By Karin Konstanynowicz

     Just before the start of the new school year, UBC hosted Summer Institute 2013: Promoting Mental Health in BC Schools offering participants a wealth of inspiring stories and valuable information.

     From a moving and heart-felt account of how a school and a community created a village of support for a young boy with anxiety, to the painful experiences of a mother navigating the mental health system with her son, all these stories packed a powerful punch. 

     So did the speakers.  The first keynote came from the acclaimed developmental and clinical psychologist, Gordon Neufeld . I was especially taken by what he had to say about resilience. As Neufeld pointed out, all research shows it is play that builds brains, not work. Play is something that is spontaneous and can’t be forced. But play can’t happen, unless children can rest and feel safe.  And that, in turn, can’t happen unless a child, or an adult, for that matter, fully feels their feelings.  Neufeld refers to this as “soft hearts”. He believes children aren’t bouncing back because they don’t experience their own vulnerability.  He talked about the importance of attachment and the critical roles adults have in engaging and protecting children.  He encouraged us all to think about creating a village of attachment in our schools and communities.  

     His talk was followed by examples of schools and communities that have embraced and created connected communities.  One great example came from Dr. Robert Lees from Chilliwack who talked about an awareness programme, the Youth as Gatekeepers.

     Another keynote speaker was Kevin Cameron, the executive director of the Canadian Center for Threat Assessment and Trauma Response . He’s regularly called into crisis situations such as the school shootings at Taber and Sandy Hook.  It’s easy to see why he’s the kind of person you would want in traumatic situations. When Cameron goes into a crisis, he spends time looking at how the system operates. He says a natural open system is a functional system.  And kids need to be connected to functional adults.  An open system creates a good flow of information and naturally drives people into open communication. Cameron believes the better the data we collect, the better the assessment; the better the assessment, the better the intervention.  And the foundation of good data always depends on good questions. 

     The next day keynote came from Dr. Stan Kutcher , Chair of Adolescent Mental Health at Dalhousie University.  An internationally known expert, Kutcher walked everyone through the incredibly complex nature of diagnosis and treatment.  Mental health problems don’t come from a simple cause, he said.  They develop over time, are incredibly complex to deal with, and there is no magic one-size-fits- all solution.  Both the diagnosis and treatment require great discernment.  

     Lynn Green, former CEO of the Dalai Lama Center, wrapped up the two-day event by talking about some of the projects the Center is involved in such as the Heart Mind Inquiry at Frog Hollow.  Seeing the involvement of a whole community in promoting compassion and caring in children, really reminded everyone there that it does take the entire village to create true mental health.
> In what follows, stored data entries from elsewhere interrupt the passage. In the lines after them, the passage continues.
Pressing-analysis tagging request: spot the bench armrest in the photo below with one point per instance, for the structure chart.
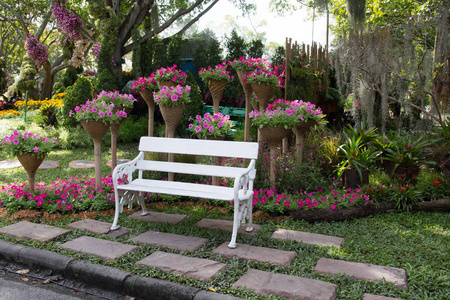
(126, 169)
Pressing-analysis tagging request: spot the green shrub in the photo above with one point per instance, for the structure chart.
(76, 94)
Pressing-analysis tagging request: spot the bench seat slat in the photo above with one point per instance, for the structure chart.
(195, 169)
(180, 189)
(199, 147)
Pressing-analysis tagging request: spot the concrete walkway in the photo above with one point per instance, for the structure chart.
(261, 282)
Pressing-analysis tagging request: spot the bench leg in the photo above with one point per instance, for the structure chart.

     When the term “mental health” is tossed out, we mostly think of problems without actually saying it. But what makes us mentally healthy? What are the qualities of good mental health?  The Summer Institute made visible some of those characteristics—resilience, vulnerability, attachment and, certainly, community.  In leaving UBC, I came away with the idea that each one of us plays a critical role in creating mentally healthy communities.